OmniVLM-968M
Property | Value |
---|---|
Model Size | 968M parameters |
Type | Vision-Language Model |
Author | NexaAIDev |
Latest Version | v3 (December 2024) |
Repository | Hugging Face |
What is OmniVLM-968M?
OmniVLM-968M is a groundbreaking sub-billion parameter vision-language model specifically designed for efficient edge device deployment. Built upon LLaVA's architecture, it introduces revolutionary token compression technology that reduces image tokens from 729 to 81, significantly improving computational efficiency while maintaining high performance.
Implementation Details
The model architecture combines three key components: Qwen2.5-0.5B-Instruct as the base language model, SigLIP-400M as the vision encoder operating at 384 resolution, and a custom MLP projection layer that enables the 9x token reduction. The model undergoes a three-stage training pipeline including pretraining, supervised fine-tuning, and Direct Preference Optimization (DPO).
- 9x Token Reduction Technology
- DPO-enhanced accuracy and reduced hallucinations
- Efficient on-device processing (< 2s for 1046×1568 images)
- Minimal resource requirements (988 MB RAM, 948 MB Storage)
Core Capabilities
- Visual Question Answering
- Image Captioning
- Complex Image Understanding
- Art Description Generation
- Accurate Color and Detail Detection
Frequently Asked Questions
Q: What makes this model unique?
OmniVLM-968M stands out for its revolutionary token compression technology that enables efficient edge device deployment while maintaining competitive performance against larger models.
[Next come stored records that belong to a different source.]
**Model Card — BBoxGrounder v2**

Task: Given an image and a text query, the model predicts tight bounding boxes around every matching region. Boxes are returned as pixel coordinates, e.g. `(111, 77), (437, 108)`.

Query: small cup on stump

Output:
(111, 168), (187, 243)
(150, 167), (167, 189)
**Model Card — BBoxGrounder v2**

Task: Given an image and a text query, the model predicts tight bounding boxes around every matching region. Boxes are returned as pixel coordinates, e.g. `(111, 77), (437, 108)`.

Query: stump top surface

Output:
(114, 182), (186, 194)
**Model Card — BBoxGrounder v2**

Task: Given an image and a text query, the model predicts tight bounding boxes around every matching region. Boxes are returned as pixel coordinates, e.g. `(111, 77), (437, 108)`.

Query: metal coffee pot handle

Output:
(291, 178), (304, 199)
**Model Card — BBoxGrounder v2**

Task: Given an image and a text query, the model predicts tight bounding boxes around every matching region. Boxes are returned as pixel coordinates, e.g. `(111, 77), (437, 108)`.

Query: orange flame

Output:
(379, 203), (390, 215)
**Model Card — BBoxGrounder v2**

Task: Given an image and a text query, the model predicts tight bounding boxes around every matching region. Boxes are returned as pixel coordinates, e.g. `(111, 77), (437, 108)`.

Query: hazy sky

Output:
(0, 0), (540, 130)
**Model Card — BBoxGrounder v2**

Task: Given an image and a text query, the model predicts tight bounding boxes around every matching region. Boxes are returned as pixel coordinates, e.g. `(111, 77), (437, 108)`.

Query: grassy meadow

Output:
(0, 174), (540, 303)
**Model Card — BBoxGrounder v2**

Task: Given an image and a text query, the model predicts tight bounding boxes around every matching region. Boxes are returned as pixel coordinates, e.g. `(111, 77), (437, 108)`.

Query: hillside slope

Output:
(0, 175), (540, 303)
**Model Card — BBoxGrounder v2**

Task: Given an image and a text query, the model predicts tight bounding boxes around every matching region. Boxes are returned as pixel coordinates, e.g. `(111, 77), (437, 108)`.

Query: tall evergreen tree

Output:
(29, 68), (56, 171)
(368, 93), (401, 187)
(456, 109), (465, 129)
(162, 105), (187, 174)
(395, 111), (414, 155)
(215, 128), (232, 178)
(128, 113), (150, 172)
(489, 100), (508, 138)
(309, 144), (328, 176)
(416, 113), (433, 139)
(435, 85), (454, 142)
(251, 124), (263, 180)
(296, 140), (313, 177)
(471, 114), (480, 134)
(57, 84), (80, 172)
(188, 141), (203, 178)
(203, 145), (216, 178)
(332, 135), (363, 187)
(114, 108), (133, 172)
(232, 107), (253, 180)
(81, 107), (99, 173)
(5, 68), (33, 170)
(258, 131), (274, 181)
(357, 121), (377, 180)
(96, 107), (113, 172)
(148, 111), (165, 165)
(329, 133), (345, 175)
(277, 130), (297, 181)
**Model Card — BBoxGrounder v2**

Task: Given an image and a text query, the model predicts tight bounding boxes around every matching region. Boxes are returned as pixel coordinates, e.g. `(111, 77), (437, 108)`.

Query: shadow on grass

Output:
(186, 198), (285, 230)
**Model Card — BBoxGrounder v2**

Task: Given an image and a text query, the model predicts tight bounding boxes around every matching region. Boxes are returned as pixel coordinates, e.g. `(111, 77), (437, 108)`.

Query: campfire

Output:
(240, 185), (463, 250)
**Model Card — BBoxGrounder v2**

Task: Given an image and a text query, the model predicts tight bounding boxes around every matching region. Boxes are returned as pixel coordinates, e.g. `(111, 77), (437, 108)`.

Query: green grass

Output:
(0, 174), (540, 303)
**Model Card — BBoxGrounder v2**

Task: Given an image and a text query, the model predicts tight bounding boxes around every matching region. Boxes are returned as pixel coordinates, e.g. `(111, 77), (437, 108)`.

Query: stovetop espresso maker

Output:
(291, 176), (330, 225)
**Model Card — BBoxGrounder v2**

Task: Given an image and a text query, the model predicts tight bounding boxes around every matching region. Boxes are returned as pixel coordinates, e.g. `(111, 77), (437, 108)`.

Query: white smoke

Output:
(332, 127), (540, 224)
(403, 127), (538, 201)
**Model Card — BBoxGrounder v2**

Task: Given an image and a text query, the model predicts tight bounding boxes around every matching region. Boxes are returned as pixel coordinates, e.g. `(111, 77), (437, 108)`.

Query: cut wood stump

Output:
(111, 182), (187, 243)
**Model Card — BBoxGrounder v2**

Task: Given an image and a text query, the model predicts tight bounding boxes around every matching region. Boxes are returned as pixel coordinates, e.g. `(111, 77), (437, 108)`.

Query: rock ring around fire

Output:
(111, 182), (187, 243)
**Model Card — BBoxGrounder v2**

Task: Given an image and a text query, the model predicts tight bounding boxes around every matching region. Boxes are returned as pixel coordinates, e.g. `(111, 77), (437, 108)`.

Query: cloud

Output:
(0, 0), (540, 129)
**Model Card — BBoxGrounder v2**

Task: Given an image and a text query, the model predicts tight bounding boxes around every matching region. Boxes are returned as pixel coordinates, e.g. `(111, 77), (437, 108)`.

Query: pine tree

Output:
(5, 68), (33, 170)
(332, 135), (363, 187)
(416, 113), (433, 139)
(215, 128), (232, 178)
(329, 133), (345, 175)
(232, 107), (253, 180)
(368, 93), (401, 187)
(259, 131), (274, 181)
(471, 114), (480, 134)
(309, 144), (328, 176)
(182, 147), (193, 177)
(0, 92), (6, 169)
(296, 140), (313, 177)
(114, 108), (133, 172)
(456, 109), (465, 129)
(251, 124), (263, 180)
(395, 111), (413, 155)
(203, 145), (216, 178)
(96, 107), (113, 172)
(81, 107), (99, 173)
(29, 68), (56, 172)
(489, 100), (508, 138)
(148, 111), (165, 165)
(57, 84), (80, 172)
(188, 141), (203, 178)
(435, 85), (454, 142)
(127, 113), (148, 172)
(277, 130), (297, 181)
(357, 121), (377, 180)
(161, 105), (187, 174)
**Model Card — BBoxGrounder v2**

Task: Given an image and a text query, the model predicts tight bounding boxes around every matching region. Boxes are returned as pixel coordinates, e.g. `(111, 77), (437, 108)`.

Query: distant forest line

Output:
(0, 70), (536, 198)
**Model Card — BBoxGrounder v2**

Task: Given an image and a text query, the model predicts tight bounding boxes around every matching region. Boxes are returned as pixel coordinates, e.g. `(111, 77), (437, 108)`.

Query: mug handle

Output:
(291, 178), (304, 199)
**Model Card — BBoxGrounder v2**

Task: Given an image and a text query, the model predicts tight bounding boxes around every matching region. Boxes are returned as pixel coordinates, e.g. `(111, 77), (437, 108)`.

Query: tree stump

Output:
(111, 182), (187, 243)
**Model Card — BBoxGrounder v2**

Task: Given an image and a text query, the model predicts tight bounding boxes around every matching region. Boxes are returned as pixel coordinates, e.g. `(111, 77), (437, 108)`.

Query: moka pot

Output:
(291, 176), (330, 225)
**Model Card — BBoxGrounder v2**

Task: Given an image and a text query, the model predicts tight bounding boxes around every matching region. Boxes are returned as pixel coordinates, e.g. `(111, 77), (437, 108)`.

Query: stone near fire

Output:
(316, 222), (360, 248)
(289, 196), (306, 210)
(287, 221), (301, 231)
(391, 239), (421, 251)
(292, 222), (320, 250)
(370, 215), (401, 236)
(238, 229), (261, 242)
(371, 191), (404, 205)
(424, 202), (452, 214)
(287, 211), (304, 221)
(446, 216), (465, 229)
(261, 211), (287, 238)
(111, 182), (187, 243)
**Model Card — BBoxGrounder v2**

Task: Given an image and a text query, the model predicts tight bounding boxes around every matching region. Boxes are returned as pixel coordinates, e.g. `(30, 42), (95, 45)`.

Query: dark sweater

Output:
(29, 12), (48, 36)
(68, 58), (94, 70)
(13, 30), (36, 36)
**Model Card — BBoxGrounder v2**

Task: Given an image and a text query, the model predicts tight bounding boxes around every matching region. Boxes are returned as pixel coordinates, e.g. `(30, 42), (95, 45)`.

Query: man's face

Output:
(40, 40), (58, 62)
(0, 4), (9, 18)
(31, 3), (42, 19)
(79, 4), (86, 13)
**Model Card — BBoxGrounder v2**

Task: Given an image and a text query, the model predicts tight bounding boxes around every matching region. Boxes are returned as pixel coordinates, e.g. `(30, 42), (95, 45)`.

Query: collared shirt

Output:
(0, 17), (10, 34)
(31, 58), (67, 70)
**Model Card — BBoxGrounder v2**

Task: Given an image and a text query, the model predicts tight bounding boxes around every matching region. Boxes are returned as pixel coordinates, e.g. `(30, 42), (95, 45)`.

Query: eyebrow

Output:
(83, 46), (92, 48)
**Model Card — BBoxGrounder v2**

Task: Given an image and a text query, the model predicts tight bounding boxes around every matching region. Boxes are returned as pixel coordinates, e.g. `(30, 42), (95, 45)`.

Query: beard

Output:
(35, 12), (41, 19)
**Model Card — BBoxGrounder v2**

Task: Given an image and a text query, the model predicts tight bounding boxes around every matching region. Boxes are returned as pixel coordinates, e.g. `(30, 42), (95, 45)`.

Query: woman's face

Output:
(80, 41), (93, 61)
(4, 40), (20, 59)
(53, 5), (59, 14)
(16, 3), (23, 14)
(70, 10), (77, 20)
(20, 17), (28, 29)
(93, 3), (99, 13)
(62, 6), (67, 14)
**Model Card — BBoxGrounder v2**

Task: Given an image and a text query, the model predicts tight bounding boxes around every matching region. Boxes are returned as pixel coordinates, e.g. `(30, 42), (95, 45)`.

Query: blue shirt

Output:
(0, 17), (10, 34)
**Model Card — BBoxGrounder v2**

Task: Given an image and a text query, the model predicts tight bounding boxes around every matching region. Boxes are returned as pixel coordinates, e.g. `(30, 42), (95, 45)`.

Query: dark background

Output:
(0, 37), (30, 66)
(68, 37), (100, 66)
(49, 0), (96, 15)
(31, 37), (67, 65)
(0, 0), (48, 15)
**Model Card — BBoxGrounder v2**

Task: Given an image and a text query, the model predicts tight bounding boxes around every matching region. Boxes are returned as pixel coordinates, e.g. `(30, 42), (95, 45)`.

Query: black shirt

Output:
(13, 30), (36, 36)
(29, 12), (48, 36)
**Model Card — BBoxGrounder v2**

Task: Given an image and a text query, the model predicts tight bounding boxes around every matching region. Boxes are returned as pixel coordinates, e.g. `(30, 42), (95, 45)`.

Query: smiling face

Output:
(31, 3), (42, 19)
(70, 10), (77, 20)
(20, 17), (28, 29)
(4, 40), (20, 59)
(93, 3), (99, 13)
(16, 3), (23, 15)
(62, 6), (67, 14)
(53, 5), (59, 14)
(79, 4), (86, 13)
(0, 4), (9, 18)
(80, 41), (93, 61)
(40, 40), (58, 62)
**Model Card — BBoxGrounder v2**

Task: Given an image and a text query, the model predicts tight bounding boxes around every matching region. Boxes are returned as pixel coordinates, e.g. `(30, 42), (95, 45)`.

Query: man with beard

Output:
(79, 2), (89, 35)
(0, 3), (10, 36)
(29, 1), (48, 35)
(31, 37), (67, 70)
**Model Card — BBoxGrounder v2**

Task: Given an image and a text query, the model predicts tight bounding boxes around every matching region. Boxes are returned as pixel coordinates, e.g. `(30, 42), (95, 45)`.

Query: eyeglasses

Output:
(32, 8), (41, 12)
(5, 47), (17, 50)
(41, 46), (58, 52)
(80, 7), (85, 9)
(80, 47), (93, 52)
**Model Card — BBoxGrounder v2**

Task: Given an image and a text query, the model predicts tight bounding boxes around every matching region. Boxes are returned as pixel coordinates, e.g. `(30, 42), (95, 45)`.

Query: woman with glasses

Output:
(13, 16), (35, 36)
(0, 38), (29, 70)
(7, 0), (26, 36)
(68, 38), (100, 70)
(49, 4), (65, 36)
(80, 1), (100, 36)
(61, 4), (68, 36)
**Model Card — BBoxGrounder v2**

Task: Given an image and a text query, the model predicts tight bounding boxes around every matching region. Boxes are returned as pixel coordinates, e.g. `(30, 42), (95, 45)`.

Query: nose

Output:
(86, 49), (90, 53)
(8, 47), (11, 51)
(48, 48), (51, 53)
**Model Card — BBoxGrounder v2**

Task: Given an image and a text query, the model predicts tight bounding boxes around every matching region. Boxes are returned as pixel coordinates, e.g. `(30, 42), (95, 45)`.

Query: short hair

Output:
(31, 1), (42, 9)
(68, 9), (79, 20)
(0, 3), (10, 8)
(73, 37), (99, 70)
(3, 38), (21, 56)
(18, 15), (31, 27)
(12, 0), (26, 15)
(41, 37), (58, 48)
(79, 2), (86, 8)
It outperforms previous small-scale VLMs across multiple benchmarks including ScienceQA, POPE, and MM-VET.
Q: What are the recommended use cases?
The model is ideal for on-device applications requiring visual question answering and image captioning. Its efficient architecture makes it particularly suitable for edge devices where computational resources are limited but real-time performance is needed.